* Grace Stebbing’s article on Cruikshank in the Graphic.
It was very difficult to obtain from him the toleration of tobacco smoke in his company; for, after he had given up alcoholic stimulants, he threw away his pipe. He would say to a man of letters whom he favoured, laying his hand upon his arm, and turning those fierce eyes of his full upon him, “I want you to give up drinking and smoking, and you tell me that if you don’t smoke you can’t write. Now, I’ll meet you half-way. Give up the drink, and you may smoke—-just a little.” But, as a rule, he was as stern in the matter of tobacco as in that of beer or gin. One evening M. Legros, the distinguished French artist, lighted a cigarette in his hall as he was leaving Mornington Place. “To that vice,” said “the inimitable George” in his deepest tone, “I was a slave for many years, but now I am a free man.”
To it also, it must be added, he owed one of his most imaginative and delightful etchings,—“The Triumph, of Cupid,”—published in his “Table Book.”
His earnestness was extravagantly expressed in all things. As a furious anti-Papist, he would draw aside and shake his coat when Sisters of Charity or a Catholic priest passed him. “Do you see that fellow in front?” he suddenly asked a friend with whom he was walking. It was a workman quietly enjoying his pipe. “Do you know what I would do to him if I were a man of fortune? I’d kick him! To think that any man should be fool enough to place a tube between his lips, and go puff, puff, puff!” This was his “counter blast.” And he glared at the workman as he passed on. He had himself been an inveterate smoker for more than forty years!

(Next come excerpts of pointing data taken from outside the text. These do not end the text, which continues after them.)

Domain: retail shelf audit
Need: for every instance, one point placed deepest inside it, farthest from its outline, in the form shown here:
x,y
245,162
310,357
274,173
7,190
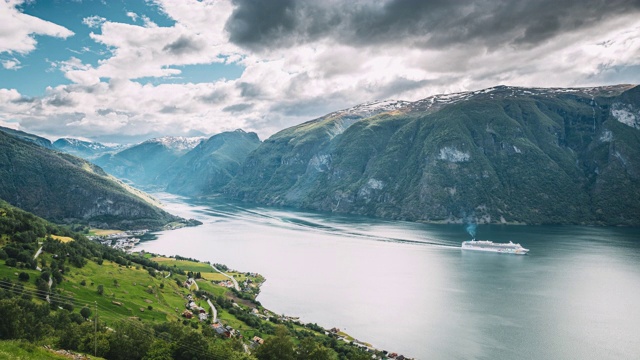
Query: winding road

On another occasion he drew sharply up before the windows of his old wine merchant, and called out, “Give me back my thousand pounds!”
When the Crystal Palace was opened at Sydenham, Cruikshank, in his rage that it had not been made a Temperance palace, drew some extravagant drawings of the opening ceremony for Messrs. Cassell, one of which represented the Archbishop of Canterbury bestowing his blessing upon a public-house.
Dining one day at Grampian Lodge, Forest Sill, with his friend Dr. Rogers, he suddenly began to tell the company that he had had a vision the night before. Then he related it with much gesticulation, and with dramatic effect.
He had seen two devils in council. One had said, “England is moral, prosperous, happy—this will never do. How can we put an end to it? Her crops are splendid; look, for instance, at her barley, her-” The second devil interrupted: “I have an idea. Her barley, which makes such splendid food, let us teach them to soak it, to sour it, to make it ferment; in short, to turn it into a tempting poison.”
“Agreed!” cried the first devil.
“Why,” the second devil continued, “we will actually make them drink it of their own accord; they shall lift the poison to their own lips with their own hands.”